The EUR/USD pair has sensed selling interest after a pullback move to near the round-level resistance of 1.0800 in the early Asian session. The major currency pair has resumed its downside journey as the stronger-than-anticipated United States Nonfarm Payrolls (NFP) reports have dismantled the expectations of a pause in the interest rate escalation by the Federal Reserve (Fed) after reaching 4.50-4.75%. The street considered that a meaningful declining trend in the inflationary pressures is sufficient to pause interest rate hiking for a period of time to assess the impact of policy tightening till done.

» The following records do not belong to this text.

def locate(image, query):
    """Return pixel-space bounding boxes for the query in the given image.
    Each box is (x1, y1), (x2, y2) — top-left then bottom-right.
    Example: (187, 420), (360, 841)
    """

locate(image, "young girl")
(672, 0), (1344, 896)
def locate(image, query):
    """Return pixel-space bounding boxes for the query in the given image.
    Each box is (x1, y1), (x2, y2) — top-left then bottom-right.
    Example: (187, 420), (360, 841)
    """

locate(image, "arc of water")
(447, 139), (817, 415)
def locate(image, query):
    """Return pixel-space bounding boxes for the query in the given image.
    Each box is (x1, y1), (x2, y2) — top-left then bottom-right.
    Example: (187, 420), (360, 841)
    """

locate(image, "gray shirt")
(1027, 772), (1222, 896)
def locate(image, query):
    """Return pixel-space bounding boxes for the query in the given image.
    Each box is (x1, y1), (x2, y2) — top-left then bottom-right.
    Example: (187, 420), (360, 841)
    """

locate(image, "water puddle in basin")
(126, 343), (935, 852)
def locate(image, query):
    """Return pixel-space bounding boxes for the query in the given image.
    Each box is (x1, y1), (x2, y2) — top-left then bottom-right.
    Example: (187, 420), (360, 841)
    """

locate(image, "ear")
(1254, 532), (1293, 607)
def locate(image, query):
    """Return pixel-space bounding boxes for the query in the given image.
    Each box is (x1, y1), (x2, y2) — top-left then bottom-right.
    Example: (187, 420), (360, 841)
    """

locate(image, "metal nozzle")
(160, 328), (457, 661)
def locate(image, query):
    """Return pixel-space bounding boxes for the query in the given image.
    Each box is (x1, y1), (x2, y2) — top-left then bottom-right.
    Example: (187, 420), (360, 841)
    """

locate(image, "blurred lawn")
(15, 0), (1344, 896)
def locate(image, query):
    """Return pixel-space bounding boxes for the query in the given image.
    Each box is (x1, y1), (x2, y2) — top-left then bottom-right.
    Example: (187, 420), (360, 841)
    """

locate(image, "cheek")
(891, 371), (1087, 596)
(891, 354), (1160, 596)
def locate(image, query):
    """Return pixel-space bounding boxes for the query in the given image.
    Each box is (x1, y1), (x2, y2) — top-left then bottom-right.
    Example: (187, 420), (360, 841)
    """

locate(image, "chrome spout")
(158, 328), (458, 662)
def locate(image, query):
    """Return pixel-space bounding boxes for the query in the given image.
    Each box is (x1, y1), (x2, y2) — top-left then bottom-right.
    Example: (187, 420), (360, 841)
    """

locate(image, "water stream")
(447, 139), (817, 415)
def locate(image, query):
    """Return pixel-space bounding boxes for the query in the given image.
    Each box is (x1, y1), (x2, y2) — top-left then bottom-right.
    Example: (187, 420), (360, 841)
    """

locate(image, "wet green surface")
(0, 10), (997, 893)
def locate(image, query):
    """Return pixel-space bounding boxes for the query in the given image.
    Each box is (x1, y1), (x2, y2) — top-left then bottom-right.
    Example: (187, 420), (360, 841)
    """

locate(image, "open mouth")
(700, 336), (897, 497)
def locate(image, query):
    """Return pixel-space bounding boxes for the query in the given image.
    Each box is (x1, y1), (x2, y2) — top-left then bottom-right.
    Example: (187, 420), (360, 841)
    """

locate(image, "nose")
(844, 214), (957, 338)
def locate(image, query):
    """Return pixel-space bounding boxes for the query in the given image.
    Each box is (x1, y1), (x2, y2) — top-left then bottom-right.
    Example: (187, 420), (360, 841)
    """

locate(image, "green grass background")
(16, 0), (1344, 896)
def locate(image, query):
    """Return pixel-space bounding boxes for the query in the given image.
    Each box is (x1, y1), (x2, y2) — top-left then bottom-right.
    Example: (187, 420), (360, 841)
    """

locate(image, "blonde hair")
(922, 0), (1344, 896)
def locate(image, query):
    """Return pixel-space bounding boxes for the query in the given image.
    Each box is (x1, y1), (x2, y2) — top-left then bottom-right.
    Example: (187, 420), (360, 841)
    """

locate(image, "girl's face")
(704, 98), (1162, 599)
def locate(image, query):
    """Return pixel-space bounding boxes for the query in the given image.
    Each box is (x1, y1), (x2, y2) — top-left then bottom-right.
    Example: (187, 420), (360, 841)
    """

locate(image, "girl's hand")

S&P500 witnessed a massive sell-off a gigantic jump in the additions to the US labor force might force a rebound in inflation projections, portraying a risk-aversion theme. Three-day winning spree in the 500-stock basket terminated on expectations that further increases in interest rates would deepen recession fears ahead. The US Dollar Index (DXY) displayed a juggernaut rally to near 102.60 and is expected to continue its upside journey as mammoth employment generation has cleared that battle against inflation is far from over.

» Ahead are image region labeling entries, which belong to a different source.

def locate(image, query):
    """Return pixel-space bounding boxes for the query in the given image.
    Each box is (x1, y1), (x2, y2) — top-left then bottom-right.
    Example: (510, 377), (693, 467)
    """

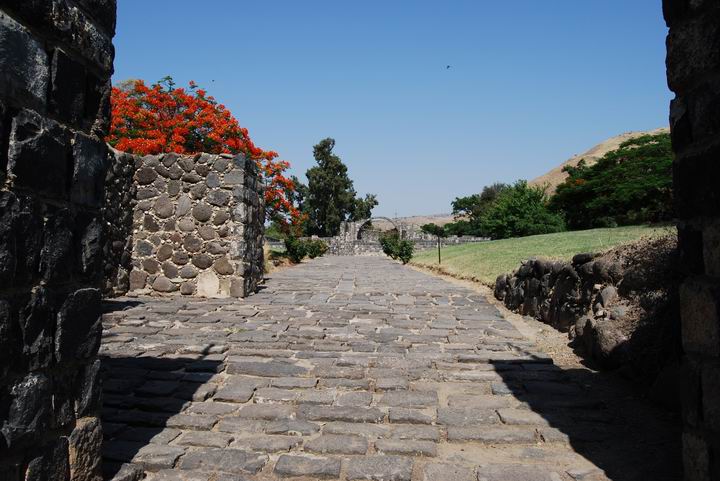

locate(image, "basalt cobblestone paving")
(101, 257), (624, 481)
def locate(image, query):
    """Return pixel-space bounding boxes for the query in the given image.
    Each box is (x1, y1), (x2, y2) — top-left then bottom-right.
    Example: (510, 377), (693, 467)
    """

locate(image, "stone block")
(421, 463), (477, 481)
(5, 0), (115, 75)
(477, 464), (562, 481)
(39, 209), (75, 285)
(70, 133), (109, 207)
(673, 146), (720, 219)
(19, 286), (55, 371)
(0, 14), (50, 111)
(701, 362), (720, 433)
(682, 431), (712, 481)
(0, 373), (53, 448)
(196, 271), (220, 297)
(180, 449), (268, 474)
(702, 219), (720, 277)
(667, 5), (720, 92)
(680, 278), (720, 357)
(346, 456), (413, 481)
(274, 454), (340, 479)
(75, 359), (101, 418)
(68, 417), (102, 481)
(8, 110), (71, 198)
(75, 213), (103, 283)
(130, 269), (147, 291)
(305, 434), (368, 454)
(25, 438), (70, 481)
(49, 48), (85, 125)
(83, 72), (112, 138)
(55, 288), (102, 362)
(76, 0), (117, 37)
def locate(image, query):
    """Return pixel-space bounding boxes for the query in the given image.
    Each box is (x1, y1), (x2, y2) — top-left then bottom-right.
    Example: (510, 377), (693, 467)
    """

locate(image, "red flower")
(106, 78), (304, 226)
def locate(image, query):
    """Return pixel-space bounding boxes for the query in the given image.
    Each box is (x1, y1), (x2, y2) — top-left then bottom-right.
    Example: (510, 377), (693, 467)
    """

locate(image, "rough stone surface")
(115, 152), (264, 298)
(663, 0), (720, 481)
(0, 0), (114, 481)
(97, 256), (680, 481)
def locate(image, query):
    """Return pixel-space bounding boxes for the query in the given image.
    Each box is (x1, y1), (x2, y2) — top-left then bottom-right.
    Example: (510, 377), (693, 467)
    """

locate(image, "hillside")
(412, 226), (674, 285)
(528, 128), (670, 194)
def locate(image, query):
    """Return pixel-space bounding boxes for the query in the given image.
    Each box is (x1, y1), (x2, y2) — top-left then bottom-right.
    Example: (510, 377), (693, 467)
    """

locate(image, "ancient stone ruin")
(323, 217), (489, 256)
(0, 0), (115, 481)
(663, 0), (720, 481)
(105, 151), (264, 297)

A significant jump in the US employment numbers weakened the demand for US government bonds, which led to a jump in the 10-year US Treasury yields above 3.51%.

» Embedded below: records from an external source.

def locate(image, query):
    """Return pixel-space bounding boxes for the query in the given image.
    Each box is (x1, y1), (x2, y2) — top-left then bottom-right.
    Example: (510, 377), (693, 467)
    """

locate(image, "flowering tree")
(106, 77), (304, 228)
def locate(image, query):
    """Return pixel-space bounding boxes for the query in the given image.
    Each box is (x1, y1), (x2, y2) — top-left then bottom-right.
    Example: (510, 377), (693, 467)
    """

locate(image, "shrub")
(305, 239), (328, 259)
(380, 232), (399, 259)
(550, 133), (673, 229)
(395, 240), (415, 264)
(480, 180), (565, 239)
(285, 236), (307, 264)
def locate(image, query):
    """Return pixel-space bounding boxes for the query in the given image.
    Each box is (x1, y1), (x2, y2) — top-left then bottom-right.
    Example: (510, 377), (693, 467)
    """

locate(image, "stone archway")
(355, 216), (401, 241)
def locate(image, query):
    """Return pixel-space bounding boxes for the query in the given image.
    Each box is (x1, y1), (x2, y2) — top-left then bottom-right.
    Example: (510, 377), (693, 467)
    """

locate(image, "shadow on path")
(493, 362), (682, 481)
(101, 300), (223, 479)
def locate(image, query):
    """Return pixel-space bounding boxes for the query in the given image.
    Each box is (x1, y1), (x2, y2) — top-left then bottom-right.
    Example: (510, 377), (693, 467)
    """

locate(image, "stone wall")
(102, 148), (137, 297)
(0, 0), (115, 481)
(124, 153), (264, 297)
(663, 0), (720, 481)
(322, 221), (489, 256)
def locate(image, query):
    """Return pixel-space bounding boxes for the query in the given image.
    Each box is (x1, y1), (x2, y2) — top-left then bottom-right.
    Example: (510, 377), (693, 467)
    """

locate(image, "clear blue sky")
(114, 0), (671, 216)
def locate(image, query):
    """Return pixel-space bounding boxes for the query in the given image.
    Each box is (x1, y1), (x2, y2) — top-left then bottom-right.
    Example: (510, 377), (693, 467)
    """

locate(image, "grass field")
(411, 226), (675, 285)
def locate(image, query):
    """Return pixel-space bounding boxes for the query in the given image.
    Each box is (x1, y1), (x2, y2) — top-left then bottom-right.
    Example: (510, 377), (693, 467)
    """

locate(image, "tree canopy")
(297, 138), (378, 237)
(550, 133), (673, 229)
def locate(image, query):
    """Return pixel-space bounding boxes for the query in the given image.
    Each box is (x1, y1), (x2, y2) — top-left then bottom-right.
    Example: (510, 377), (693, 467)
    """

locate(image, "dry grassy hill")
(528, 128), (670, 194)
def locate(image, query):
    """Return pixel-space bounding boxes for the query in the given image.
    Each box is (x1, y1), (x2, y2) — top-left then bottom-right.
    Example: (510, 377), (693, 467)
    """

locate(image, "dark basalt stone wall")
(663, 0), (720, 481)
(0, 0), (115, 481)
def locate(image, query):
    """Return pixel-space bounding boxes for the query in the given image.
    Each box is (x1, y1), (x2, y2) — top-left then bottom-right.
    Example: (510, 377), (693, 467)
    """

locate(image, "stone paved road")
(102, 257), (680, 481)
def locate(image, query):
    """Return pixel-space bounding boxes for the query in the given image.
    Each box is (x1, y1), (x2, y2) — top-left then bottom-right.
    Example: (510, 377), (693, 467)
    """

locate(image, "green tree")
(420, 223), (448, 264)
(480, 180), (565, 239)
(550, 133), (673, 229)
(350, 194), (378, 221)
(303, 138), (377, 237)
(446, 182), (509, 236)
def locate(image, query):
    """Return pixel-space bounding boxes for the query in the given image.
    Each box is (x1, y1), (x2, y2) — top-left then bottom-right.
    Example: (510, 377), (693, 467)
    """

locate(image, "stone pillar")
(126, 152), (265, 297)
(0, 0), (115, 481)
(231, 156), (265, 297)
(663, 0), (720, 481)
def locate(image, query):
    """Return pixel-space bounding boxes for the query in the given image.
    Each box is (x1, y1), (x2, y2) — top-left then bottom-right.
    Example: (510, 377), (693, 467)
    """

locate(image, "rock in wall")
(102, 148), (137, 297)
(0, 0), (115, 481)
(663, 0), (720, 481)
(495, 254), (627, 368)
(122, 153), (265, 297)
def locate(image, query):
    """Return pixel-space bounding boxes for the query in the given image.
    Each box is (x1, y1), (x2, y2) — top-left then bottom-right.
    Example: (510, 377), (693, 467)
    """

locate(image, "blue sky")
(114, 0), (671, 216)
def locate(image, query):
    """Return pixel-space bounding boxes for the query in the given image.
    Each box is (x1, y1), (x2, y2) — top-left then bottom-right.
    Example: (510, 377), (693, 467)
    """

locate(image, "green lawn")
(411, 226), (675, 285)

The United States economy has added fresh 517K, extremely higher than the consensus of 185K and the former release of 260K. The Unemployment Rate was trimmed to a multi-decade low of 3.4% lower than the expectations and the prior release of 3.6% and 3.5% respectively. Apart, from that Average Hourly Earnings have dropped to 4.4% from 4.9% released earlier. A decline in earnings data might keep inflation projections in check as lower liquidity with households will not allow them to increase spending.
On the Eurozone front, investors are keeping an eye on Retail Sales data, which is scheduled for Monday. The contraction in the economic data is expected to trim to 2.7% from the prior contraction of 2.8%. A spree of contraction in consumer spending might trim projections for the Consumer Price Index (CPI), which will delight the European Central Bank (ECB) ahead.